Something is very wrong with this picture. Bulgakov uses his superstitious character Anfisa to call it “sorcery.” But there are indeed several glaring irregularities here.

Had the nameless tenant been arrested, he would have been picked up by two plainclothes policemen, and his room would subsequently have been sealed, which apparently did not happen, although in other cases Bulgakov says it explicitly.

Why was the policeman wearing white gloves? In Bulgakov’s symbolic universe of Master and Margarita, the wearers of gloves (notably including Margarita) are usually associated with the demonic force. I will be writing much about this later in this chapter, when I comment on Margarita’s river trip right before the ball.

If the policeman was bona fide, why did the police fail to come to the apartment after his disappearance and start interrogating witnesses and aggressively looking for clues? Who and how learned about the disappearance of the policeman; was it a call to the apartment pretending to be from the police, in which case it must have been the PR wizard Koroviev, like he had done it with Nikanor Ivanovich, which story will follow?


The theme of arrest interested Bulgakov. Two of his protagonists: HaNozri in Pontius Pilate and Master are being arrested, as well as several other characters of Master and Margarita. It comes to the absurd, when as the late Berlioz’s rooms are being sealed, Stepa Likhodeev thinks that Berlioz has been arrested. The same suspicion occurs to Rimsky when Varenukha fails to return to work. It’s just that it does not enter people’s heads that something else can happen to people, something more terrible than an arrest…

Reading the description of arrest happening to Nikanor Ivanovich Bosoy, we can figure out how a “normal” arrest takes place:

---There are always two men who come to make the arrest.
---They introduce themselves and show their IDs.
---If the arrested person lived alone, the room/apartment is sealed up.

Bulgakov does not tell us whether the arresting duo showed their ID’s to Bosoy’s wife, but it is reasonable to suppose that they did. As for Bosoy, he had to ask for the men’s ID’s, which they dutifully produced. It shows that having indeed shown their documents to the wife, they simply put them away, considering this procedure completed, but when asked by the husband they naturally complied, thus fulfilling the standard requirement.

As we know, Bosoy was ratted on by none other than Koroviev, who introduced himself on the phone to the police as a certain Timofey Kondratyevich Kvastsov, tenant of Apartment #11 and a known snitch. As soon as Bosoy is arrested, comes Kvastsov’s turn.

“…an unknown citizen appeared, who summoned Kvastsov [out of the kitchen] with his finger into the hall and told him something, after which they together disappeared.”

Another arrest is of special interest to us, in view of our theatre macabre. The ‘arrested’ is second deputy to the arrested Bosoy.

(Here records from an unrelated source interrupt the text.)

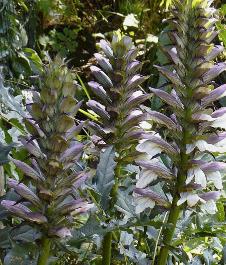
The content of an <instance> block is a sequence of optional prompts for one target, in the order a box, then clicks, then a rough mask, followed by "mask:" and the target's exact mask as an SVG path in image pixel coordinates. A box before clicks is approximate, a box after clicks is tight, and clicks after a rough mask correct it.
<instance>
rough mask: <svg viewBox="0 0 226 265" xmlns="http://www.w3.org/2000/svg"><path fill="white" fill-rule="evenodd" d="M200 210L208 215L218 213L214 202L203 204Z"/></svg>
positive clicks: (202, 204) (203, 203) (208, 202)
mask: <svg viewBox="0 0 226 265" xmlns="http://www.w3.org/2000/svg"><path fill="white" fill-rule="evenodd" d="M200 208H201V210H202V211H203V212H207V213H208V214H215V213H216V212H217V206H216V203H215V202H214V201H213V200H210V201H207V202H206V203H203V204H202V205H201V206H200Z"/></svg>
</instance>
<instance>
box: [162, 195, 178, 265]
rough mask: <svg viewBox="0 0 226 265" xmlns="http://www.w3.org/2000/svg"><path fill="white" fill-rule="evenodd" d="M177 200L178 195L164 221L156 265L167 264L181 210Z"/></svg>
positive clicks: (162, 264) (177, 197)
mask: <svg viewBox="0 0 226 265" xmlns="http://www.w3.org/2000/svg"><path fill="white" fill-rule="evenodd" d="M178 200H179V197H178V196H175V197H174V199H173V203H172V208H171V210H170V213H169V217H168V220H167V223H166V227H165V229H164V232H163V234H164V236H163V242H164V246H162V248H161V250H160V254H159V259H158V263H157V264H158V265H166V264H167V258H168V254H169V248H170V244H171V242H172V239H173V235H174V232H175V229H176V224H177V220H178V218H179V214H180V211H181V207H179V206H177V202H178Z"/></svg>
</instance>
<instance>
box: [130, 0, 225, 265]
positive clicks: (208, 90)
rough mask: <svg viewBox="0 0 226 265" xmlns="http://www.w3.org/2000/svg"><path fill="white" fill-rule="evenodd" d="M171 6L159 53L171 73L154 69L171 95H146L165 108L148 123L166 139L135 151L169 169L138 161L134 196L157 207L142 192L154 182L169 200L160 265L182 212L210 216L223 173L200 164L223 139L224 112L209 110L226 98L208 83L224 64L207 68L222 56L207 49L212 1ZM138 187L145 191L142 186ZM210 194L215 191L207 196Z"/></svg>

And previously, Bulgakov tells us what happened to the director’s first deputy: “…and with the departing group left a confused and depressed secretary of the building administration Prolezhnev”

So, how does the second deputy fare?

“And then a certain citizen entered the room. On seeing the newcomer, the man at the table grew pale.
Member of the Board Pyatnazhko?’ asked the newcomer.
Me,’ answered the other barely audibly.
The newcomer whispered something to the man sitting at the desk, and totally upset, the other rose from his chair, and in a few seconds Poplavsky [the uncle from Kiev of the deceased Berlioz] was left all by himself in the empty room.”

And naturally Poplavsky has no doubt that Pyatnazhko has just been “swept.”